Les journaliers constituent un troisième ensemble. Il s’agit de salariés agricoles sans précision de rôle. En 1856, le salaire journalier d’un ouvrier agricole se monte à 1.50 F alors qu’un kilo de pain coûte 0.26 F. Les domestiques de ferme complètent la liste tandis que les propriétaires et rentiers ne représentent qu’une infime partie des gens vivant de la terre.

Les agriculteurs cultivent : froment, méteil (mélange du seigle et du froment), seigle, avoine, pommes de terre, légumes secs, betteraves, colza, orge et cultures de jardin (carottes, poireaux...). C’est l’orge qui paraît être la céréale la plus répandue à l’époque.

Les jardins, en bordure du Crinchon, représentent un petit tiers du terroir. La culture abondante de la carotte est notamment produite pour la consommation arrageoise.
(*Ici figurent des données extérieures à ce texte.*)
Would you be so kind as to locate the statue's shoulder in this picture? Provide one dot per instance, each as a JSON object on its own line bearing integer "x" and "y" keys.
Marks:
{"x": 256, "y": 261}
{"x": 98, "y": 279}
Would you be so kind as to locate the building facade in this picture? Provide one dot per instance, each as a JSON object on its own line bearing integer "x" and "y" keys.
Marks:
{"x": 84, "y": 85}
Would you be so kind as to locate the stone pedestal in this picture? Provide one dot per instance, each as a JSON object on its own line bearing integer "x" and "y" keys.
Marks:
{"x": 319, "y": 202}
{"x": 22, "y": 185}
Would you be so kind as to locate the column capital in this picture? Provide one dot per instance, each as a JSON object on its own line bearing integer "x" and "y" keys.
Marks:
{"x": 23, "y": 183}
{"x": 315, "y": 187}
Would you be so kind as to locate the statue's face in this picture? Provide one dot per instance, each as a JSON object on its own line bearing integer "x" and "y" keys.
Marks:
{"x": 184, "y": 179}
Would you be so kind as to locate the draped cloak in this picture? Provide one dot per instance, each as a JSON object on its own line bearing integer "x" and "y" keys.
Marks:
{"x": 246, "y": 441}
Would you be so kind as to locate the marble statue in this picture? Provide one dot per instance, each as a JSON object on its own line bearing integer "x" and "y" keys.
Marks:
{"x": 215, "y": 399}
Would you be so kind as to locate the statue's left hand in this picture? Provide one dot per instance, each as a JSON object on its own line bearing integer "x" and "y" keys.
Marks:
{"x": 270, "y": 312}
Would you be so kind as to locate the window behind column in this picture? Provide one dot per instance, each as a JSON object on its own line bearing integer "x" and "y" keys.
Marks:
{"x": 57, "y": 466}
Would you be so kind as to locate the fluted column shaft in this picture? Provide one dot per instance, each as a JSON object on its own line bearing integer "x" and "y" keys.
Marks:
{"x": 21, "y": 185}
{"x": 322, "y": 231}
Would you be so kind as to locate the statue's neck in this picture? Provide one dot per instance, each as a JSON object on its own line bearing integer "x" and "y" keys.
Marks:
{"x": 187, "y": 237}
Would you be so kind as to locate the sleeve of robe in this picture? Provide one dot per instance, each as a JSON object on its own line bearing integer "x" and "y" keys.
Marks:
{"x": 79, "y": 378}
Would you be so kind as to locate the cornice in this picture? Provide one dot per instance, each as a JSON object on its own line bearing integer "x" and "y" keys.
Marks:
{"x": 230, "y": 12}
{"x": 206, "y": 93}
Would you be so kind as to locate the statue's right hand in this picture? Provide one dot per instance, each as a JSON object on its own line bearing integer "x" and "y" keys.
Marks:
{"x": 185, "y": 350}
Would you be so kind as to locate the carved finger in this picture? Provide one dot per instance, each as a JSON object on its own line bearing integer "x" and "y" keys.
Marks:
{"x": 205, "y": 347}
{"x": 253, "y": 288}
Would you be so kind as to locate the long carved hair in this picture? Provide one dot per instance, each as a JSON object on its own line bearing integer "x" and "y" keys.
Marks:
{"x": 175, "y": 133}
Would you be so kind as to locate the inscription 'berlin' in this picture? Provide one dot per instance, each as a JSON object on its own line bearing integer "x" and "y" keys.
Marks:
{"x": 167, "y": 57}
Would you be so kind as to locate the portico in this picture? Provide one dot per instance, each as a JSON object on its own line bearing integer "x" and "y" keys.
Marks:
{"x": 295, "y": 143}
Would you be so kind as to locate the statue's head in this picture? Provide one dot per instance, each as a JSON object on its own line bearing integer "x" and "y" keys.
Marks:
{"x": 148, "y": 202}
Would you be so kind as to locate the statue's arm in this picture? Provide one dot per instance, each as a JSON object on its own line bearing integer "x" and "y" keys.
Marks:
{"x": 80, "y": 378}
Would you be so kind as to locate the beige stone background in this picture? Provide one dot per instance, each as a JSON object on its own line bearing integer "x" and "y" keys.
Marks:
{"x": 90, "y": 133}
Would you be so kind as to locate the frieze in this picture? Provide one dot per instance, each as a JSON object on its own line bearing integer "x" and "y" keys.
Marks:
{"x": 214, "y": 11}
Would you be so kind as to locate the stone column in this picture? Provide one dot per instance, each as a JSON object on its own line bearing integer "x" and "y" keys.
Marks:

Cette activité nécessite une main-d’œuvre nombreuse et minutieuse.

Concernant l’outillage agricole, en 1882, on compte 80 charrues simples, 40 houes à cheval, 9 machines à battre.

La presque totalité du reste des habitants exerce un métier artisanal en étroite relation avec les travaux des champs.

En 1820, on dénombre 40 artisans (19 hommes et 21 femmes) dont 2 maréchaux-ferrants, 5 meuniers, 2 tonneliers, 2 charrons et 3 ollieux. Les ollieux travaillent à la fabrication de l’huile à partir du colza et de l’oeillette. En 1851, on recense également 1 tueur de…porcs et en 1872 : 2 bourreliers et 1 faiseur de cercles. En 1820, les cordonniers sont au nombre de 3. Ils sont 7 en 1851 et 9 en 1872. On trouve également des horlogers, des barbiers, des vanniers, des chiffonniers et des serruriers.

La deuxième partie du siècle entraîne l’apparition de nouvelles catégories professionnelles se rattachant à l’industrie et aux transports (chemin de fer).